United States or Indonesia ? Vote for the TOP Country of the Week !


En, ziet u, papa, Eugène en ik, wy zouden ... beneden staan, en ... er goed naar kyken, papa! Eugène bromde. Maar 't was karakteristiek dat niemand lachte by Pompile's voorstel om niet zonder terugzicht op zuinigheid z'n moeder 't venster uittehyschen aan 'n strop ... om den fauteuil. De buren! Juist, Eugène, de buren! Precies wat ik zeg!

't Was hem 'n kleine verademing dat Pompile's voorstel nog altyd niet gaaf werd aangenomen. Men scheen te betwyfelen of "mama" genoegen nemen zou met de vreemde lokomotie. De oudeheer klaagde dat zy zéker weigeren zou als ze hèm verdacht van de uitvinding. Hy iets uitvinden! Wel, papa ... u kan zeggen dat Flip de kruier het verzonnen heeft. Dat kan u best zeggen, papa!

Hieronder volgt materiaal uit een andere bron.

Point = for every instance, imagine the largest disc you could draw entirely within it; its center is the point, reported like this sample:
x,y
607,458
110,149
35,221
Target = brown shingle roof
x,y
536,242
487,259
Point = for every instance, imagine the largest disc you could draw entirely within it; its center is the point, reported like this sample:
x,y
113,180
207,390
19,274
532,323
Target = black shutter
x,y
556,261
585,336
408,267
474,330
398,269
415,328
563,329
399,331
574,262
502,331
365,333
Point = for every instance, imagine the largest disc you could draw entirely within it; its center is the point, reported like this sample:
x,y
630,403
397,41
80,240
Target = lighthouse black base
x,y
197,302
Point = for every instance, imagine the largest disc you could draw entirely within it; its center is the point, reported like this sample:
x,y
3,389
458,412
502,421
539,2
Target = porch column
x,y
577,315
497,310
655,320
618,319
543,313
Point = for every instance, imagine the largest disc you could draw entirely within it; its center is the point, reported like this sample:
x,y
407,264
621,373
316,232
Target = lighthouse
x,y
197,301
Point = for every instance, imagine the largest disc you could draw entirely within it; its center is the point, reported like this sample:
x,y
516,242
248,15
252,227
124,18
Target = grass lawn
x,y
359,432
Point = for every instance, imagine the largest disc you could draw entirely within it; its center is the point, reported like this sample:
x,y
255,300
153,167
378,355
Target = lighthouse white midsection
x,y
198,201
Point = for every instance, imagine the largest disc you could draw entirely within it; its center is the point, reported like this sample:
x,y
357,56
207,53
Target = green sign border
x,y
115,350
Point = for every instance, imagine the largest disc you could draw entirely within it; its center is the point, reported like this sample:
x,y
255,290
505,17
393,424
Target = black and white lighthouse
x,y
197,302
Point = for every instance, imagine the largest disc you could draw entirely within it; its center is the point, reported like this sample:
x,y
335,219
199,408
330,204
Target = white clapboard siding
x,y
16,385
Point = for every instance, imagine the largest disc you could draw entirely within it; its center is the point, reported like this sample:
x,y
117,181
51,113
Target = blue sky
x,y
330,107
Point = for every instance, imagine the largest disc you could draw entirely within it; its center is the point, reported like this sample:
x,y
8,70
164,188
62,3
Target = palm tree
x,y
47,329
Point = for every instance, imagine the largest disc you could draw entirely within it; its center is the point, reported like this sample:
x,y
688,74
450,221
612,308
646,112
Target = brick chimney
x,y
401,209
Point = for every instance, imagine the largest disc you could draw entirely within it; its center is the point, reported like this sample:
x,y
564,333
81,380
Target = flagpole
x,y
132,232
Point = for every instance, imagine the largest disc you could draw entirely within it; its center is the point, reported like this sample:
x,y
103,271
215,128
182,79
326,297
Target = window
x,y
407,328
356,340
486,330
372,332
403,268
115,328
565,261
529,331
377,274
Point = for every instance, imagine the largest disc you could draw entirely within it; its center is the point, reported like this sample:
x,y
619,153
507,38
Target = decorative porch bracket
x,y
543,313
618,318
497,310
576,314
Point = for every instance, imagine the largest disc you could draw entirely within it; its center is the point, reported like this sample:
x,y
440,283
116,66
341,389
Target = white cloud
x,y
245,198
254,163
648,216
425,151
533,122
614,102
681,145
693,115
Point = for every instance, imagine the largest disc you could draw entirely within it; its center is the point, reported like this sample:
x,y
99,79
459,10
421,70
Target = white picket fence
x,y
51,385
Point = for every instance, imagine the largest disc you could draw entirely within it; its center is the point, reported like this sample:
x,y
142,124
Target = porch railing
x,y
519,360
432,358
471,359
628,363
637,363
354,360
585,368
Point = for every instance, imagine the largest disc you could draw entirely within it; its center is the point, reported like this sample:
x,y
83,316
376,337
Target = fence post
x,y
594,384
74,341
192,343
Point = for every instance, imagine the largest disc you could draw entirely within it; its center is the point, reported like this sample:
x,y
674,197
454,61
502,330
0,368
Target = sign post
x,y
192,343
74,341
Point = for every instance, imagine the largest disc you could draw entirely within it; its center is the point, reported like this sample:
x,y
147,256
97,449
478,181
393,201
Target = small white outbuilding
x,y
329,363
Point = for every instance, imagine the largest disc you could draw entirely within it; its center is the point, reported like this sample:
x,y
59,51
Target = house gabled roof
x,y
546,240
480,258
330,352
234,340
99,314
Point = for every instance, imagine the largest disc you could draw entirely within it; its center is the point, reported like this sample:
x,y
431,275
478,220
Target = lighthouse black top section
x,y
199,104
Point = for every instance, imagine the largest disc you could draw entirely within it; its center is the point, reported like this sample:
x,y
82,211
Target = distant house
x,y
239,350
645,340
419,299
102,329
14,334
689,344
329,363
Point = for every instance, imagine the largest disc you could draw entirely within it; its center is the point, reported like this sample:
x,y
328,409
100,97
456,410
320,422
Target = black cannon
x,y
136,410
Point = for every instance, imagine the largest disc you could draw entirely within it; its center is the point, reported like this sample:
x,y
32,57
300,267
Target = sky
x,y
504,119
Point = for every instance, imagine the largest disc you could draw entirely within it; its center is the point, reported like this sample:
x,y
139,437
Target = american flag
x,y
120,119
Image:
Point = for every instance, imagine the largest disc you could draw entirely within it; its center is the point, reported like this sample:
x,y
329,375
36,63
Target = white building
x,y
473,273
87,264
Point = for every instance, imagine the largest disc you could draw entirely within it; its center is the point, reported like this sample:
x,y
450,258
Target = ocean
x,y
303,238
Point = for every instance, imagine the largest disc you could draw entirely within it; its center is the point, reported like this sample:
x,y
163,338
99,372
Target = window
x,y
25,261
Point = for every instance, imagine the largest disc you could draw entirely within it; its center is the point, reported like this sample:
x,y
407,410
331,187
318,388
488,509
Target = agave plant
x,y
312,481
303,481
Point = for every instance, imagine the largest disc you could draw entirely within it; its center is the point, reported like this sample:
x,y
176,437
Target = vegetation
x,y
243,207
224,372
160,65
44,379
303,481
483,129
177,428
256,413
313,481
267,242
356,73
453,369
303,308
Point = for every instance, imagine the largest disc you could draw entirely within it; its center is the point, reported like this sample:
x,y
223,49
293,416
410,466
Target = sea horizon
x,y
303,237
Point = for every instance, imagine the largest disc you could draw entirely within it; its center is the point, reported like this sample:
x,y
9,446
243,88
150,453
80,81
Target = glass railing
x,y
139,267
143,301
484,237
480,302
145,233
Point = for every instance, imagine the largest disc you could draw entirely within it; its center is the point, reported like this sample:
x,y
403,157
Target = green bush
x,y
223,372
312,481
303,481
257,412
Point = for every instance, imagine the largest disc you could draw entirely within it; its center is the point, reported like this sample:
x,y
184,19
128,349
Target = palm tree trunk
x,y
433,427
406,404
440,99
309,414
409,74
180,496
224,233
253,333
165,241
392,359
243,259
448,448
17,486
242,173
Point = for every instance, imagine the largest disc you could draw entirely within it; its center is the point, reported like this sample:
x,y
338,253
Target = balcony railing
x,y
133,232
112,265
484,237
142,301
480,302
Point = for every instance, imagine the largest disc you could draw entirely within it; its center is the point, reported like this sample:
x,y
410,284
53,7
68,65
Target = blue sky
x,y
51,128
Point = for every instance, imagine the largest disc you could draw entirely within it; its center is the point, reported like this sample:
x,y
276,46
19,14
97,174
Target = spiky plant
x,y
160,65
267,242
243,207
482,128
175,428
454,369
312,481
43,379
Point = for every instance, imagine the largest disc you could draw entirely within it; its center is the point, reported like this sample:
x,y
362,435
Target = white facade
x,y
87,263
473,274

Wouter, die iets later dan de anderen, en vry verlegen, binnentrad, werd aan de vrouw des huizes voorgesteld met 'n onachtzaamheid waarin niets laakbaars zou gelegen hebben, indien ze gegrond ware geweest op z'n onbeduidend standpunt als mensch. Doch hierin lag de verontschuldiging voor Pompile's lompheid niet.

By 'n aanleg als die welke Wouter ten-toon spreidde, opgekweekt in den groeizamen zonneschyn van Pompile's tevredenheid, was het te voorzien dat deze jongste kantoorbediende mits in leven blyvende eenmaal den rang van alleroudsten kantoorbediende bereiken zou. Hiertoe was slechts wat tyd noodig. Ei zoo? Heb je mevrouw Kalbb ook al gezien? Wèl, dat is goed! Zoo leer je de menschen kennen.

Hopen wy dat de Hemel hem niet gesloten bleef, omdat hy oorzaak was dat m'nheer Pompile's baard gevaar liep 'n dag langer te zyn dan anders te verwachten is van zestien welgetelde duiten scheerloon in de week. Zooveel namelyk bedroeg de "stooter" waarvan we zoo-even iets vernamen als bydrage tot de Lukullische weelderigheid van den jongeheer Pompile.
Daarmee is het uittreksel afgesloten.